To understand the nature of the challenge it is first necessary to appreciate the immensity of the transformation of the mid-twentieth-century welfare state that has taken place over the last seven decades.
In this book I first look, in chapter 2, at how the institutions of the welfare state have been transformed by a series of shifts and subterfuges from a means of improving living standards, increasing choice and redistributing wealth more equally across society to mechanisms for redistributing from the poor to the rich. Chapter 3 looks at changes in the labour market and how the twentieth-century standard employment model has been eroded, leading to widespread casualisation and the emergence of new forms of digitally managed precarious work. Chapter 4 outlines the changes that have taken place in the gender division of labour over the same period, thwarting many of the grand aims of 1970s feminism. It shows the way that developments in the welfare system and the labour market have interacted with each other to produce a vicious circle in which time poverty and financial poverty drive each other downward in a never-ending spiral, in ways that are highly detrimental to gender equality as well as to the quality of life, at work and at home.
The rest of the book looks at ways in which this vicious cycle might be reversed, and how policies can be developed that promote equality, choice and improved work-life balance, while also addressing some of the other major policy challenges facing us – including caring for an ageing population, developing local economies and tackling food and energy waste.
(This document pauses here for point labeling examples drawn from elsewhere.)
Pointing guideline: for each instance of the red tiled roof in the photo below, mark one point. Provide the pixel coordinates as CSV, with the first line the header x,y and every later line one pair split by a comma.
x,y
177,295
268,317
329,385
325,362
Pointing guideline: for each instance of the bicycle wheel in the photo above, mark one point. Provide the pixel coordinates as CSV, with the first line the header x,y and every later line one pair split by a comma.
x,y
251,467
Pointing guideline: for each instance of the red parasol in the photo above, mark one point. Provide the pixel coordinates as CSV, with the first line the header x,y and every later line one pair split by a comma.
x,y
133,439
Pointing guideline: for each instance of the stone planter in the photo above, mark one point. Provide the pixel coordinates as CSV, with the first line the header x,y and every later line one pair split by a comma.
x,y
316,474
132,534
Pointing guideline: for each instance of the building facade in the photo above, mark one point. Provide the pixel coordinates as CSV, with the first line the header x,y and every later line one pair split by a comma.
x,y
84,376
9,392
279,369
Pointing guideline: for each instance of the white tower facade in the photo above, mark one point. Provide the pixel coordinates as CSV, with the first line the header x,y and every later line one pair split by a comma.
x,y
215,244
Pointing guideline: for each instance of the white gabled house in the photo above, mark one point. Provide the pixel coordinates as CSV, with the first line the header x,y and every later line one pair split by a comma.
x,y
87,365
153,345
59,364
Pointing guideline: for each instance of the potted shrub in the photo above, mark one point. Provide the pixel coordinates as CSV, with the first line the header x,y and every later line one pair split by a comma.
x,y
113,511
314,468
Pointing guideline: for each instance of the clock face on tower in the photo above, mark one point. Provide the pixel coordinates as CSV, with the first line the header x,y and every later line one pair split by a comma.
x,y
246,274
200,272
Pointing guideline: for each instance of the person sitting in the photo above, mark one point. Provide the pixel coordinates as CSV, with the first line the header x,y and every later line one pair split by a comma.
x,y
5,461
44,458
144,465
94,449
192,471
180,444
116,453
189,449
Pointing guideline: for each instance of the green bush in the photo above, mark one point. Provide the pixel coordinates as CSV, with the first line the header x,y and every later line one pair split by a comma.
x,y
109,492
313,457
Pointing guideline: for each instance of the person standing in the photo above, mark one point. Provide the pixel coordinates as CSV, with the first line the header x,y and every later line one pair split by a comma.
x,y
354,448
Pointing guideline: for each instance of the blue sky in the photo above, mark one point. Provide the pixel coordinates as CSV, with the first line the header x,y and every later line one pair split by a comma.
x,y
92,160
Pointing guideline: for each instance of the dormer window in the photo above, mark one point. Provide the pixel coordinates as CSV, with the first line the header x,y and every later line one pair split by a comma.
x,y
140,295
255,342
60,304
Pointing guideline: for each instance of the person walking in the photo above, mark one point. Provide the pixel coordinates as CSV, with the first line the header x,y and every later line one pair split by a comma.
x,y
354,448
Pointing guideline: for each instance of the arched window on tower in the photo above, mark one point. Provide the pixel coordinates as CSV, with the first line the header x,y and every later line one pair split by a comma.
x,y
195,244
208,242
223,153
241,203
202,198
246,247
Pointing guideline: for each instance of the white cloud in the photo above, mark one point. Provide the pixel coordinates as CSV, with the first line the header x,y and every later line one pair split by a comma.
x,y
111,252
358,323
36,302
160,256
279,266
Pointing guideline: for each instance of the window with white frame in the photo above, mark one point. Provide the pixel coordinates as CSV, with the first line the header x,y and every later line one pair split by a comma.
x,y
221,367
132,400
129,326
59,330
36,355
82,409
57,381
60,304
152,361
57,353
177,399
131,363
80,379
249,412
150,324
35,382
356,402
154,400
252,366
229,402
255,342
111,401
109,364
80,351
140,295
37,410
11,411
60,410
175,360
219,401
In chapter 5 I look at the mechanisms of redistribution and the underlying principles that must underpin such policies. I then go on to make some concrete suggestions: for a form of universal basic income that is genuinely redistributive (in chapter 6) and for a new charter of universal rights for workers (in chapter 7).
In conclusion, the book looks at the services that the welfare state provides, or should provide, to make these redistributive and egalitarian goals a reality. It focuses in particular on services which have the potential to be delivered via digital platforms, such as those involving transport, food delivery and the matching of supply and demand between workers and clients in services such as childcare and social care. It extends its scope beyond the services that have traditionally been delivered by the state to explore others, such as food distribution, that, if brought within the scope of democratic control, could contribute more broadly to the public good, creating decent jobs and improving work-life balance for both women and men, while also addressing some of the major environmental challenges facing us.
The book does not propose dogmatic solutions in relation to the scope of such services or how they should be organised. Rather it suggests a variety of different possible ways of delivering them, for example by integrated them into existing institutions or setting them up as partnerships, social enterprises or co-operatives, with the aim of encouraging a bottom-up approach at local level rooted in collaboration among a wide range of different social actors.